Bütün bu yaşananlara karşılık kendisini Kürdistani olarak niteleyen Kürd parti ve örgütleri hala PKK/HDP çevrelerine bir milletvekilliği uğruna olmadık tavizler vermekte, hatta yalakalık yapmaktadırlar. Bu çevrelere söylenilmesi gereken, Kürdistani ruh ve Kürdlerin milli gururu sizin vekilliğinizden hem daha onurlu hem de daha büyüktür.
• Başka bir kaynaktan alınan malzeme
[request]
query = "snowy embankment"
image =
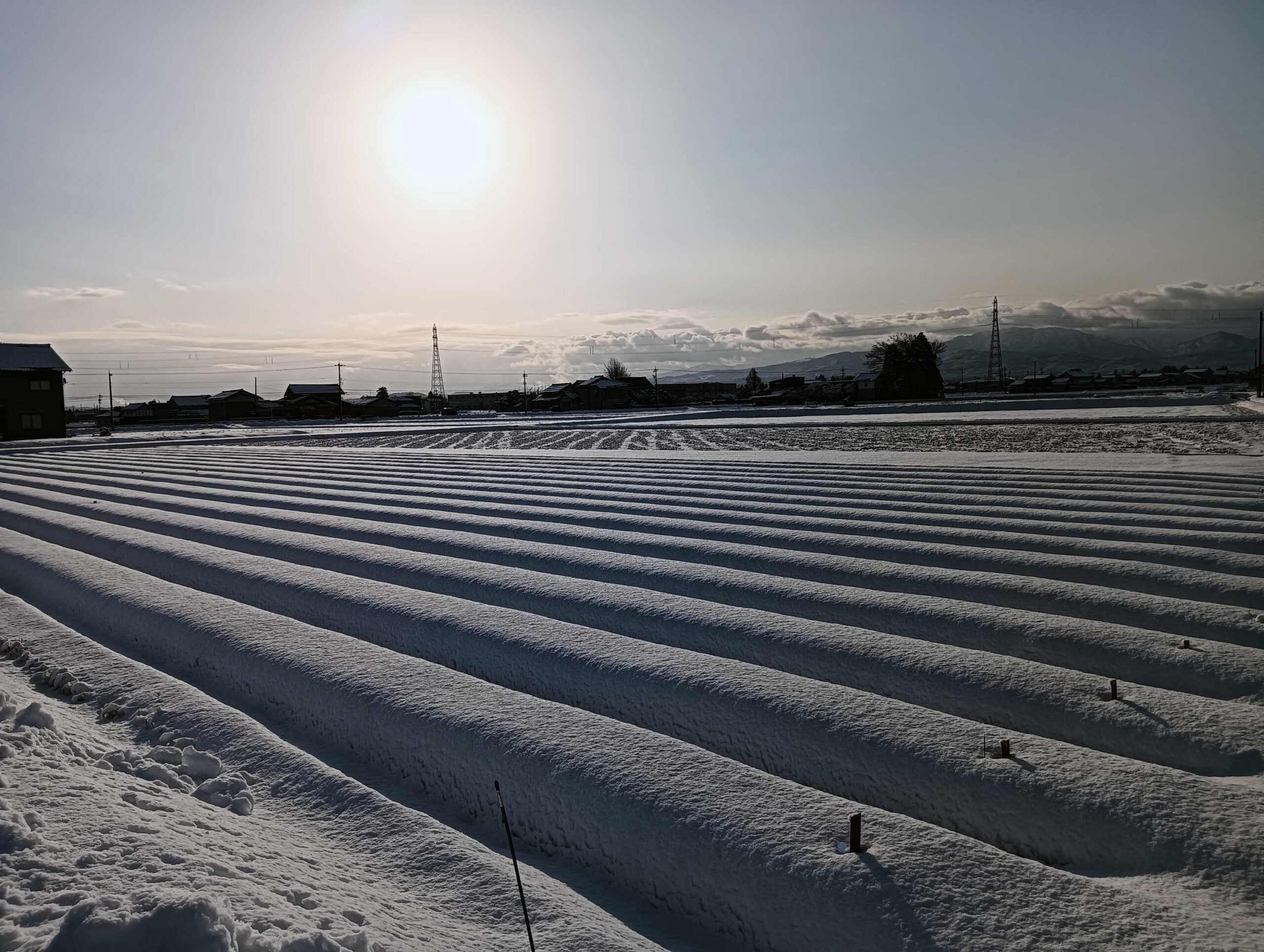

Ya namuslu ve tutarlı bir politika izleyerek bu mazlum milletin mücadelesini doğru temsil edin veya o kirli ellerinizi bu acılarla kıvranan Kürd Halkının yakasından çekin…
Güney Kürdistan da ve Güneybatı Kürdistan da yüz binlerce insanımızın büyük mağduriyetler yaşadığı ve insanlarımızın onurunu temsil eden peşmergelerin, vahşi IŞİD barbarları tarafından kafalarının kesildiği bu kritik dönem de, Ankara da mebus olmak için her türlü entrikayı çeviren ve her türden yalakalığı siyaset zannedenlere, umarım Kürd halkı bu seçimlerde ya sandıklara gitmeyerek veya bağımsız tek tek namuslu insanlara oy kullanarak gereken dersi vermelidir.
Saygılarımla,
M. Hüseyin TAYSUN
06.02.2015 - İstanbul
Bu makalede yer alan fikirler yazara aittir ve Nerina Azad'ın editöryal politikasını yansıtmayabilir.